The best way to spend two days in Plovdiv, Bulgaria’s second biggest city, is to combine planned activities with enough time to stroll without a specific destination. For the past several years, its flourishing culture has been changing it, altogether in a good direction, and creative bars, shops, or art venues pop up almost daily.
Start with the Old Town – the highlight of the city where its more than 8,000-year old history started. Visit a few of the old houses turned into museums – the Ethnographic Museum and the Renaissance Exhibition of the Regional History Museum have the most extensive collections of historical items, retro-styled rooms, and explanation of what life used to be here two centuries ago. Balabanov House often hosts concerts and literature readings, while the Gallery of Zlatyu Boyadzhiev will introduce you to one of the most iconic Bulgarian painters.
Stop for lunch at the restaurant with one of the best views in Plovdiv, Philippolis. It is actually part of a complex with a private museum, art gallery, and art shop.
Explore the pedestrian Knyaz Alexander I Street, one of the longest walking streets in Bulgaria. Take a look at the Dzhumaya Mosque and find a refuge from the heat in the tiny park behind it, where you can see the names of famous Bulgarian authors written on the ground. Right next to the mosque, one level below, you can visit the remains of the Roman stadium where sports events took place.
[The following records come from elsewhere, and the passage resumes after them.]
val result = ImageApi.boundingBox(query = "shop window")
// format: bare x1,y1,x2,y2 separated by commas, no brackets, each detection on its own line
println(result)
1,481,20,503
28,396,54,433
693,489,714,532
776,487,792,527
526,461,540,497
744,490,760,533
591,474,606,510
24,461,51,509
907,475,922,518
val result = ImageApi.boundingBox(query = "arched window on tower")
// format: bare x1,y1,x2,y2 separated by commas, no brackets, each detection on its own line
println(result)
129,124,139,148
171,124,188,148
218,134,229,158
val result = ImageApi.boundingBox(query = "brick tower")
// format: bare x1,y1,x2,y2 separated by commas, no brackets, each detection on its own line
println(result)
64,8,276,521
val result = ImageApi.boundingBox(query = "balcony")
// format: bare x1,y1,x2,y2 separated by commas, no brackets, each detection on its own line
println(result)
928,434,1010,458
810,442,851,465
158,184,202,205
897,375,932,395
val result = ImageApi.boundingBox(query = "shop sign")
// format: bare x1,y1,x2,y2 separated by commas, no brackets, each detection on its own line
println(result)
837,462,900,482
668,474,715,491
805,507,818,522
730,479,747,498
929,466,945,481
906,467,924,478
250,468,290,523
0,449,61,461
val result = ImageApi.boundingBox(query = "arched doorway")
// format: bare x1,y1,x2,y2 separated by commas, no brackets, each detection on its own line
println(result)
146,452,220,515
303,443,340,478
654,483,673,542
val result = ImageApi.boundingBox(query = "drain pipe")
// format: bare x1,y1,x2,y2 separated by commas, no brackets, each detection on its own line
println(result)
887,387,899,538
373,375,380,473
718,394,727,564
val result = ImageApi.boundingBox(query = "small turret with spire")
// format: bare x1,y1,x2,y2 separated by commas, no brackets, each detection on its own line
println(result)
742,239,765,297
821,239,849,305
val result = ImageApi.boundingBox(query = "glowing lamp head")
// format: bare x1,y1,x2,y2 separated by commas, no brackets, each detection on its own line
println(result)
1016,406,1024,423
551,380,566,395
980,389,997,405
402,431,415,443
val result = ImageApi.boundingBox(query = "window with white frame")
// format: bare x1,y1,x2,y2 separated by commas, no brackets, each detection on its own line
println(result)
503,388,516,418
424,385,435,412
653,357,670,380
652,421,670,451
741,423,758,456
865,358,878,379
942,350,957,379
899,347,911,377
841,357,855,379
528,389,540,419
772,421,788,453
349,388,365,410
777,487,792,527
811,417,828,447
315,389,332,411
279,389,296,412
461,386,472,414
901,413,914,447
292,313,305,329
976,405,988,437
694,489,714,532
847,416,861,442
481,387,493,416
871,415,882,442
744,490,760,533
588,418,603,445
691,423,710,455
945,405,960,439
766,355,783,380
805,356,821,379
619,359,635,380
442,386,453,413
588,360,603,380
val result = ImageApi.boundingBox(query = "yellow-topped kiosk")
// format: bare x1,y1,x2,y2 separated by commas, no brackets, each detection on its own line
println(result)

There is a hall where you can watch a short 3D animated movie about the history of the stadium.
Save the evening for one of the more recently renovated attractions favored by the residents of Plovdiv, the Singing Fountains. In the summer after dark, the fountain splashes playfully while you listen to retro Bulgarian songs, classical music, and famous tango melodies. The colorful lights shimmer, following the rhythm and creating that feeling for the dancing waters. The show takes place a few days a week, but as the dates vary, it’s better to ask for information at the local Tourist Information Center (+359 32 656 794; +359 32 620 229).
The fountains are off before midnight, so you can go to the Kapana district (between the mosque and the Maritsa River) to check the best craft beers and wine selections in town.
Get back to Kapana for your morning coffee, or drop by the nearby Dzhumaya Turkish Coffee and Pastry Shop (it is basically housed in part of the Dzhumaya Mosque). Indulge in some people-watching as Plovdiv dwellers normally do, especially on weekends. You can check the main pedestrian Knyaz Alexander I Street for shopping opportunities, from clothes (mainly local brands but a few international brands stores are available as well) to souvenirs.
A 10-minute walk from the pedestrian zone, the impressive Ancient Theater towers with its ancient columns (some of them restored, others recreated). It is located right over a traffic tunnel and you can see the cars passing below. The theater was used for theater performances and gladiator fights, and it is still in use today, hosting a number of opera performances and concerts under the stars in the summer.
Plovdiv is located on and around several hills, and the best sunset spots are on top one of them. The easiest to access is the point on top of the Old Town (where the Puldin Fortress used to be, though nothing but a few stones remain today) where friends and couples gather to watch the sun setting over the buildings and the river. Make sure you camera’s battery is charged, as you may want to take advantage of the perfect photo opportunities.